Estaba entre malolientes desperdicios, él que acostumbraba a disfrutar del dulce olor a caramelo. Su posición no era del todo mala, tenía la posibilidad de ver el cielo, y de vez en cuando, sentir la suave brisa apoderarse de todo su cuerpo que le provocaba esas descontroladas ansias de buscar un destino mejor.
En días grises, desde su privilegiada posición, advertía la decepcionante vida de quienes estaban muy por debajo de él, obligados a seguir un destino mal trazado. Sentía una profunda tristeza de ver que no había nada que hacer por ellos. Le consolaba pensar, que la inconsciencia a la realidad de aquellos, era el mejor narcótico para soportar conforme la vida que llevaban con una alegría amarga. En cambio para él resonaba una nueva melodía, cada vez que miraba el cielo y sentía la brisa alborotar su voluntad. Sentía un impaciente cosquilleo, una mezcla ansiosa de libertad y temor de aventurarse hacia lo desconocido, hacia un destino prometedor que otros ni siquiera podían imaginar.
Y así sucedió, cierta mañana aprovechando la brisa se dejó elevar confiado. Tomó suficiente altura para no sentirse parte del todo, con la esperanza puesta en un destino ajeno a ese que lo ataba a la maloliente realidad. Surcó el cielo intentando comprender todo lo que pasaba rápidamente por sus sentidos, ansioso de verse ya, en el maravilloso destino que lo estaba esperando. A fin de cuentas, él sabía lo que era el olor a caramelo, nunca se acostumbraría a la pestilencia de la realidad que le había tocado, por mucho que estuviese en una posición de confort que muchos hubiesen deseado tener.
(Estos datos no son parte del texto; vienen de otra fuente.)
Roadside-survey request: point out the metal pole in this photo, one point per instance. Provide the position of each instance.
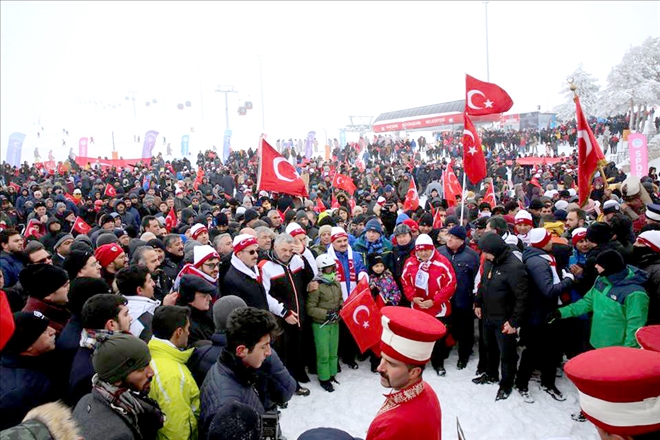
(487, 58)
(261, 82)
De un momento a otro, sintió que una enorme fuerza de oscuridad lo envolvía completamente, triturando su frágil cuerpo, reduciéndolo a un tamaño insignificante, un tamaño que nunca imaginó poder llegar a tener. La brisa que lo había alzado, trasmuto a un vertiginoso y fuerte impulso que lo arrojaba de regreso desde donde segundos antes, se había desprendido. Desde lo alto se escuchó un estruendo inentendible: "Le colocaré la tapa a la basura. Se están volando todos los papeles de caramelo", que resonaba como una sentencia condenatoria, por haber osado intentar cambiar su destino o por su malagradecida aspiración de abandonar su privilegiada posición. Mientras se estrellaba en contra de la realidad que conocía, pensaba inocentemente que su destino había sido truncado por una poderosa fuerza, celosa de su ambición por un devenir mucho más prometedor, que lo liberase de servir a lo establecido y que iba mucho más allá de todas sus ilimitadas posibilidades.
El destino impuesto siempre cumple con una realidad establecida, para quienes tienen el privilegio de poder definirla. No hay consciencia respecto de la voluntad del otro, que es considerado obtusamente, solo una pieza más en la construcción individual de lo que deseamos sea nuestra realidad.